Acresce que, ao pronunciar-se especificamente sobre a norma equivalente à aqui questionada [o artigo 685º-C, nº 2, b), na redacção conferida pelo DL 303/2007] – ao que sabemos, a única vez em que o fez – o TC, no seu AC nº 536/2011, de 15-11-2011 ([P. 191/2011 - Gil Galvão), im DR - II, Nº 243, de 21.12.2011, P. 49538]), depois de salientar «a inexistência, no âmbito do processo civil, de um genérico direito ao aperfeiçoamento», afirmou – embora com o voto de vencido em que a recorrente, exclusivamente, procura arrimo – que, «admitido um razoável grau de liberdade de conformação do legislador na matéria, encontram-se preenchidas duas condições – utilidade do ónus imposto e cumprimento não excessivamente oneroso para as partes – para que se possa concluir não estar violado nem o direito de acesso aos tribunais nem o princípio da proporcionalidade, não se justificando um qualquer juízo de inconstitucionalidade»."
 
3. [Comentário] Sem discutir a inconstitucionalidade do disposto no art. 641.º, n.º 2, al. b), CPC, sempre se poderá dizer que a interpretação do regime legal realizada no presente acórdão não é a única possível.

Efectivamente, procurando conjugar a regra do convite à sanação dos vícios processuais que consta do art. 6.º, n.º 2, CPC com o disposto no art. 641.º, n.º 2, al. b), CPC, pode entender-se que, primeiro, o tribunal deve convidar a parte a sanar o vício e só depois, no caso de este não ser sanado, decretar o indeferimento das alegações de recurso.
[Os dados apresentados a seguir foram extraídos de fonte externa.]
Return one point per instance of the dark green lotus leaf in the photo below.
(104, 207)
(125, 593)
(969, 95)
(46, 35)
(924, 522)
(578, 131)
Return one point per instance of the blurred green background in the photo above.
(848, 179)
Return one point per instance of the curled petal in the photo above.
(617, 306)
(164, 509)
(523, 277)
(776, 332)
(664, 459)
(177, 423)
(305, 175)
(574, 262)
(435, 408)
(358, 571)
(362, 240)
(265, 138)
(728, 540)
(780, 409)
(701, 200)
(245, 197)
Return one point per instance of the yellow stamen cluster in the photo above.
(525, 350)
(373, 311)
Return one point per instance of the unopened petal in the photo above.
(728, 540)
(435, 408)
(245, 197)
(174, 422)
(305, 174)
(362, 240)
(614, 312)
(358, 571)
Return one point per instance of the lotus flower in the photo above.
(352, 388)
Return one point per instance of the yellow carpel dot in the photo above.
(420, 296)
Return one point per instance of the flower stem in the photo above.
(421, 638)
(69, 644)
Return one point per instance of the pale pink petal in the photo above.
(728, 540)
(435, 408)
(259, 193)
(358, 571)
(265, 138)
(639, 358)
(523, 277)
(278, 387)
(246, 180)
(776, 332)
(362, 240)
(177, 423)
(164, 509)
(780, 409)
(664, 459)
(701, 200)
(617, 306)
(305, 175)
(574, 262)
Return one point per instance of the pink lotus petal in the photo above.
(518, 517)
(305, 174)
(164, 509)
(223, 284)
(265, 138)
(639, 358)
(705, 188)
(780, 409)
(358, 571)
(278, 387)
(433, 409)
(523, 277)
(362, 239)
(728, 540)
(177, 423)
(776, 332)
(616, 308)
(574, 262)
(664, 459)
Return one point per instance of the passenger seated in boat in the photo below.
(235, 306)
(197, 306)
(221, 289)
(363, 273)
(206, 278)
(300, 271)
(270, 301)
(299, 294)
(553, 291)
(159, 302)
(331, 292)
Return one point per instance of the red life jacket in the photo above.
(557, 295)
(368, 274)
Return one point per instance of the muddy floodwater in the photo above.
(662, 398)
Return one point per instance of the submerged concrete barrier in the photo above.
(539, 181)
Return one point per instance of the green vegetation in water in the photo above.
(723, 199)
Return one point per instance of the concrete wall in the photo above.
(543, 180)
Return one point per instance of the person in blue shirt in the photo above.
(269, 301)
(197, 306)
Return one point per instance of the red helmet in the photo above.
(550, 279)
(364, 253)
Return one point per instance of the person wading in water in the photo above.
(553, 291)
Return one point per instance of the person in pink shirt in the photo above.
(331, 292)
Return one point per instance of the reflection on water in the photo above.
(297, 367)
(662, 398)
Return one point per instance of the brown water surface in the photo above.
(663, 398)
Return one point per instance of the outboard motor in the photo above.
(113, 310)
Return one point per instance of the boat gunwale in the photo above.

Nesta óptica, a falta desse convite constitui uma violação do estabelecido no art. 6.º, n.º 2, CPC e, portanto, uma nulidade processual (art. 195.º, n.º 1, CPC).
 
Contra esta solução poder-se-ia invocar a analogia com o indeferimento liminar da petição (inepta) que não contém nenhum pedido (cf. art. 186.º, n.º 1 e 2, al. a), 577.º, al. b), e 590.º, n.º 1, CPC). Só que, neste caso, a parte pode apresentar uma nova petição inicial, sem perda de qualquer direito material (cf. art. 590.º e 560.º CPC), o que não sucede no caso de indeferimento das alegações de recurso.